Smith also spoke about how watching Pinkett Smith had inspired her.
“My mother was Superwoman, she was a rockstar, she was both a warrior and a nurturer. So shameless badass, ”Smith recalled on an episode of“ Red Table Talk ”.
But Smith noted in his V Magazine conversation with White (whose Smith group was introduced by Pinkett Smith) that while the experience was uplifting, it also had a dark side. Smith told White that his mother had been harassed a lot just for leading a rock band.
“She actually received a lot of death threats,” Smith said. “It would mostly be through letters, though. When she was on stage, people would say violent things and throw shit at her. “
Smith said that luckily she and her brother, Jaden Smith, “were never caught in a physical crossfire” while on tour with their mother.
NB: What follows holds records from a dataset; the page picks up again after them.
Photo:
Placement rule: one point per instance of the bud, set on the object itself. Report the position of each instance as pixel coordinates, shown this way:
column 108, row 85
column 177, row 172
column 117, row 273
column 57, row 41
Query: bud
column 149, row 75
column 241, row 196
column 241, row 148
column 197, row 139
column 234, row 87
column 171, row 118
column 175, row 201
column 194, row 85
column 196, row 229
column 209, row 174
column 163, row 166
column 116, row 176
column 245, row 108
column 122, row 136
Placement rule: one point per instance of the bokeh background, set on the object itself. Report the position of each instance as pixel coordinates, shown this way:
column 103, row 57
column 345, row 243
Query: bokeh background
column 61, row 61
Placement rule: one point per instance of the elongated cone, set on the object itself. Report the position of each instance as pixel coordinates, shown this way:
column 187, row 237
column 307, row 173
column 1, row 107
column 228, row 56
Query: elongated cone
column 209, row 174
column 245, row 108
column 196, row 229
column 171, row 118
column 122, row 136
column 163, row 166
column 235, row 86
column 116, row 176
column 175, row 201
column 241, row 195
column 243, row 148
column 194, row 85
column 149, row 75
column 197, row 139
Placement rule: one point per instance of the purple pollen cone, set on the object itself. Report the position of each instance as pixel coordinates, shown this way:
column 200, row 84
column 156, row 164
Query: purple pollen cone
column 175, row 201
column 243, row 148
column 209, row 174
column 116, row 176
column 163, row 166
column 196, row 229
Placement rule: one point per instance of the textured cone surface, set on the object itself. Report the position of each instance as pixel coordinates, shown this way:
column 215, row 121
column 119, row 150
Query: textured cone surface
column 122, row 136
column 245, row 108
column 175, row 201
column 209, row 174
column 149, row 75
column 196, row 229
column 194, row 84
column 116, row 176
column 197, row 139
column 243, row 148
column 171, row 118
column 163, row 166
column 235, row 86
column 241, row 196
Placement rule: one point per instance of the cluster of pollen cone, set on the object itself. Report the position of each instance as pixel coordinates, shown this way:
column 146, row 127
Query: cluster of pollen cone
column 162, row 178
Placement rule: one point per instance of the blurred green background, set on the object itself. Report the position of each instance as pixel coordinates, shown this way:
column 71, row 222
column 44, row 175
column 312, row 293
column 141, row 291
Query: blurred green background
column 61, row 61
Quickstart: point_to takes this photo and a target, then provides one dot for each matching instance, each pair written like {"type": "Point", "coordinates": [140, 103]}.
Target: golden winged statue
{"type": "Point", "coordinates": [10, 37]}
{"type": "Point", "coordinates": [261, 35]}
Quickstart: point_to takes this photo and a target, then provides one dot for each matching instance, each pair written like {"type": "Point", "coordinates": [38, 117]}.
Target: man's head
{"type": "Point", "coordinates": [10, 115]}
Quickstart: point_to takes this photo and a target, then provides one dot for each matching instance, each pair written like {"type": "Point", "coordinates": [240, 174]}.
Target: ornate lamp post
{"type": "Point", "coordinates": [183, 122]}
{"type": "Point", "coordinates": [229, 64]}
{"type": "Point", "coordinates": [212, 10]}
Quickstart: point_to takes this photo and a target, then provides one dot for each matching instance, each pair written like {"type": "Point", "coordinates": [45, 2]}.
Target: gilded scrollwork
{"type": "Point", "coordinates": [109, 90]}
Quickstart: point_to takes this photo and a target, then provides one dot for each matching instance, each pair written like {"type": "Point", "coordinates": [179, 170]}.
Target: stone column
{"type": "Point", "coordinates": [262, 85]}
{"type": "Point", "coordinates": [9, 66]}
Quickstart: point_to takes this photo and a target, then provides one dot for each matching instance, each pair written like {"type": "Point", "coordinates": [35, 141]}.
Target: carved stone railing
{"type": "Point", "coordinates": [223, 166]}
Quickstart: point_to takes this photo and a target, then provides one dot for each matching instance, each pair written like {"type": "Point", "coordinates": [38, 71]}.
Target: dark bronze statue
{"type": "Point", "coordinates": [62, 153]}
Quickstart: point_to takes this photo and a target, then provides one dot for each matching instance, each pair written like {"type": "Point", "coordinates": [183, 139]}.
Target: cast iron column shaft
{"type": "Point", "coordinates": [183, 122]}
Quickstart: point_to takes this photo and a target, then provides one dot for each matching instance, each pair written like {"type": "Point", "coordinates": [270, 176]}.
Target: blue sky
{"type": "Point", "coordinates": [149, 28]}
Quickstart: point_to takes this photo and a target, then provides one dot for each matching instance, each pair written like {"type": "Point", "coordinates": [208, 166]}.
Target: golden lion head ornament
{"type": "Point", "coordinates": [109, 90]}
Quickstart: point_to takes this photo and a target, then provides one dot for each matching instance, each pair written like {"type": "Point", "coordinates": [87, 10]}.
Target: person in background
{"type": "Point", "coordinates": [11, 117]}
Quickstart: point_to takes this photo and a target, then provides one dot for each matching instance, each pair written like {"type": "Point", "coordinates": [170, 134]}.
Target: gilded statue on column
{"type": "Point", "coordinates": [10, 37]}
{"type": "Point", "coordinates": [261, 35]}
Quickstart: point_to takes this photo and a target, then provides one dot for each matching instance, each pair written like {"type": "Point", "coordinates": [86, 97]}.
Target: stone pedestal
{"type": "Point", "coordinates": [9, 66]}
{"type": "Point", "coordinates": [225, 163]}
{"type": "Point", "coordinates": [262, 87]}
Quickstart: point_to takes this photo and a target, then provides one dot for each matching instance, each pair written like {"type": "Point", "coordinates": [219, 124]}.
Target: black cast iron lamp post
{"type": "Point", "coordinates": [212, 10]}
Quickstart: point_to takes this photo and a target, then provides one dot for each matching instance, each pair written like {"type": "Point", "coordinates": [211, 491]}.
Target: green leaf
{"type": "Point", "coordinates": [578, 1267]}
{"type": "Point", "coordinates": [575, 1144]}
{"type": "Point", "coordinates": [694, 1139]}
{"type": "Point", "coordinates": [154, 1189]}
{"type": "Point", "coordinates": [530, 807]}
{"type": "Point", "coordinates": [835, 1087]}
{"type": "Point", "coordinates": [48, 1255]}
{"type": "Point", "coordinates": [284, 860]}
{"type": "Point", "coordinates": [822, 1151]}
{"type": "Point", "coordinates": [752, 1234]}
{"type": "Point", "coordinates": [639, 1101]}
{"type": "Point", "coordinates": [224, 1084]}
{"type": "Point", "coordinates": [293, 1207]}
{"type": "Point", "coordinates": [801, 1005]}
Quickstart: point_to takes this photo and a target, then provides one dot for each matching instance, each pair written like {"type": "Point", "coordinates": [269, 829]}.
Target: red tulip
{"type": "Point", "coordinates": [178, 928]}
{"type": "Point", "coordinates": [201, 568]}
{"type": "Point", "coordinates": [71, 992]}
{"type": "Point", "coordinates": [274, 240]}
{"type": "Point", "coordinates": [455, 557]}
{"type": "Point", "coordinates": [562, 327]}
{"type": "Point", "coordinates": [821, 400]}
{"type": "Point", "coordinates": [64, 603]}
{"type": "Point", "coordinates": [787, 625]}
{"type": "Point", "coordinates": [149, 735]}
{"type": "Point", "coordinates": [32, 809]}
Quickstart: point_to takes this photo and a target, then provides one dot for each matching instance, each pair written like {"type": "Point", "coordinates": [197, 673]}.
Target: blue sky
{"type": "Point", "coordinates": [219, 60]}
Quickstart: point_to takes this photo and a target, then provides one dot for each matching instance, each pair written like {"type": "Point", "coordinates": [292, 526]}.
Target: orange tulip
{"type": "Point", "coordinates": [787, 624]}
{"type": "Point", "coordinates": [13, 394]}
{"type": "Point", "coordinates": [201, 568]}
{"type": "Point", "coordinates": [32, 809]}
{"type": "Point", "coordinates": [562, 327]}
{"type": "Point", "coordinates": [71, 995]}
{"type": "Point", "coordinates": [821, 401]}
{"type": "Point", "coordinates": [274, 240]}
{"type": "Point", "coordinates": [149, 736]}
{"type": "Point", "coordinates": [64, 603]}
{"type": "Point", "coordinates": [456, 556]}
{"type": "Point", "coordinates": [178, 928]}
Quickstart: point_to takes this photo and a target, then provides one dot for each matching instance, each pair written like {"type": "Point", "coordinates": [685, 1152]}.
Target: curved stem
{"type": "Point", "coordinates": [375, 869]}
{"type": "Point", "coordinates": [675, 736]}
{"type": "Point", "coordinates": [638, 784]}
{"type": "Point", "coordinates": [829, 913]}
But the negativity was palpable.
“I never saw anything violent being done to her, it was a lot of verbal harassment,” Smith said.
Smith also admitted that as a child she herself was bullied just for liking the emo.
“Being a black woman in the metal world is very, very different from the pressures the music industry puts on you,” Smith told White. “Now it’s like extra pressure from metal culture, the metal world and rock in general. I used to be bullied in school for listening to Paramore and My Chemical Romance.
Smith also recalled once she posted a video of herself playing a guitar riff from one of her favorite bands, System Of A Down.
“One of the bassists reposted it on his Instagram, and I was so excited,” Smith explained. “Then I look at the comments, and it’s just a lot of hate. It’s just a lot of white men, and I’m not going to cast a shadow because that is what it is.
But ultimately, Smith doesn’t want these barriers to hold back other black girls who love his music.
“You are not alone,” Smith said. “You’re not the only black girl who wishes you could flip her hair to the side and wear black eyeliner, you know what I mean?”